RI News. Wonogiri – Malam Senin (16 Maret 2026) berubah mencekam bagi warga Dusun Watugede, Desa Jatisrono, Kecamatan Jatisrono, Kabupaten Wonogiri. Api tiba-tiba membara di dapur penggorengan tahu milik Sunarto, membakar sebagian bangunan produksi rumahan yang menjadi sumber penghidupan keluarga tersebut. Namun, berkat respons cepat warga sekitar dan tim penanggulangan bencana, kobaran api berhasil diredam sebelum meluas ke bangunan tetangga maupun pemukiman padat.
Bayu Dian Permadi, yang terlibat dalam pemantauan awal kejadian, menjelaskan bahwa api pertama kali terdeteksi muncul dari area tungku penggorengan. Diduga, sisa bara dari bahan bakar sekam padi dan kulit mete yang belum benar-benar padam memicu kobaran baru. “Bara dari bahan bakar tersebut kemudian memicu api yang akhirnya melalap bagian dapur penggorengan,” ujar Dian Selasa (17/3/2026).
Pemilik usaha Sunarto segera meminta tolong warga tetangga. Dalam hitungan menit, belasan warga berdatangan membawa ember, selang air, dan peralatan seadanya. Mereka kemudian menghubungi Tim Reaksi Cepat (TRC) Kecamatan Sidoharjo. Tak lama, dua unit mobil pemadam kebakaran beserta delapan personel Damkar Wonogiri tiba di lokasi. Tim yang dipimpin Komandan Regu R3 Setyo Pamungkas langsung melakukan penyiraman intensif dan pendinginan menyeluruh.

Proses pemadaman berlangsung hingga dini hari Selasa (17 Maret 2026). Unsur gabungan—warga Dusun Watugede, TRC Sidoharjo, Damkar Wonogiri, Polsek Jatisrono, serta Koramil Jatisrono—bekerja bahu-membahu. Pengecekan titik-titik panas dilakukan berulang hingga pukul 02.30 WIB, memastikan tidak ada bara tersisa di tumpukan sekam yang mudah menyala kembali.

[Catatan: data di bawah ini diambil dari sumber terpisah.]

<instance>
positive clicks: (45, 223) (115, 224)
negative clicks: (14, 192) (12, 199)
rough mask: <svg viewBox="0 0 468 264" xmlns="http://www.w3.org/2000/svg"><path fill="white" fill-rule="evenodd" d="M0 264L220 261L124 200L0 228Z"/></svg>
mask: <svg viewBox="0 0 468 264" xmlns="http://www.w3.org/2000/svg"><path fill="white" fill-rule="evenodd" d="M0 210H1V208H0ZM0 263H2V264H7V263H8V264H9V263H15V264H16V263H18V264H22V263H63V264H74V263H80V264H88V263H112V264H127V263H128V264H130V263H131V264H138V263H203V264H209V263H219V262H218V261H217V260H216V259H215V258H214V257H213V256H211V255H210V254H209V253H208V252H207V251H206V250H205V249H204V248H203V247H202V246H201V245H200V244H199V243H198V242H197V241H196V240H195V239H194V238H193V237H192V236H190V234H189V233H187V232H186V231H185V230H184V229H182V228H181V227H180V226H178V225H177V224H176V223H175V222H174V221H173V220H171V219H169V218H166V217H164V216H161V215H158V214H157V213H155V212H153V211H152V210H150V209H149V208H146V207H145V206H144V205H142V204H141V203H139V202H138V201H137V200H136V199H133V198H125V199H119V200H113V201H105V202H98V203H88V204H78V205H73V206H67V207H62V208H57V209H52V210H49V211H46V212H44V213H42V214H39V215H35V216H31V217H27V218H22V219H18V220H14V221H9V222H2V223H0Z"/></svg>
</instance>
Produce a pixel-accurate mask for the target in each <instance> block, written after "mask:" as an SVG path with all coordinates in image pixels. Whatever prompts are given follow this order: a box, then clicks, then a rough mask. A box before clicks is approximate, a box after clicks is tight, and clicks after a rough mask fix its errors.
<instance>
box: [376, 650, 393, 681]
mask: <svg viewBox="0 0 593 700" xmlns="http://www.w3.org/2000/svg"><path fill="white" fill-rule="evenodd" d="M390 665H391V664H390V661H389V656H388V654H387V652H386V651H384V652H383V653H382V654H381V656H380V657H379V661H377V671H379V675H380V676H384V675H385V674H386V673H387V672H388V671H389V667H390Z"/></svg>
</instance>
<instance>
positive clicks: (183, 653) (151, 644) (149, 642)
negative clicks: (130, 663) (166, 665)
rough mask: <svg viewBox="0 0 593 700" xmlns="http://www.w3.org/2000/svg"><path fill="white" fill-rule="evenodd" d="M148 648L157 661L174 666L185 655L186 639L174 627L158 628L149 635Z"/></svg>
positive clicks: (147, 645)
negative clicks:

Tidak ada korban jiwa maupun luka dalam peristiwa ini. Kerugian material pun relatif terbatas pada bagian dapur penggorengan. Penyebab pasti kebakaran dikonfirmasi berasal dari sisa bara sekam dan kulit mete yang digunakan sebagai bahan bakar tungku tradisional—ciri khas industri tahu rumahan di wilayah ini.
Baca juga ; Di Tengah Horeg Sound System, PASSNO Bagikan 1.000+ Takjil Gratis Jelang Maghrib Ramadhan
Insiden ini kembali mengingatkan pentingnya kewaspadaan dalam usaha kecil berbasis bahan organik yang mudah terbakar. Di tengah keterbatasan alat pemadam di tingkat rumah tangga, semangat gotong royong dan koordinasi cepat antarunsur menjadi kunci utama menjaga keselamatan komunitas. Sunarto dan keluarga kini bisa melanjutkan aktivitas produksi setelah membersihkan sisa-sisa kebakaran, berkat solidaritas tetangga dan aparat yang sigap.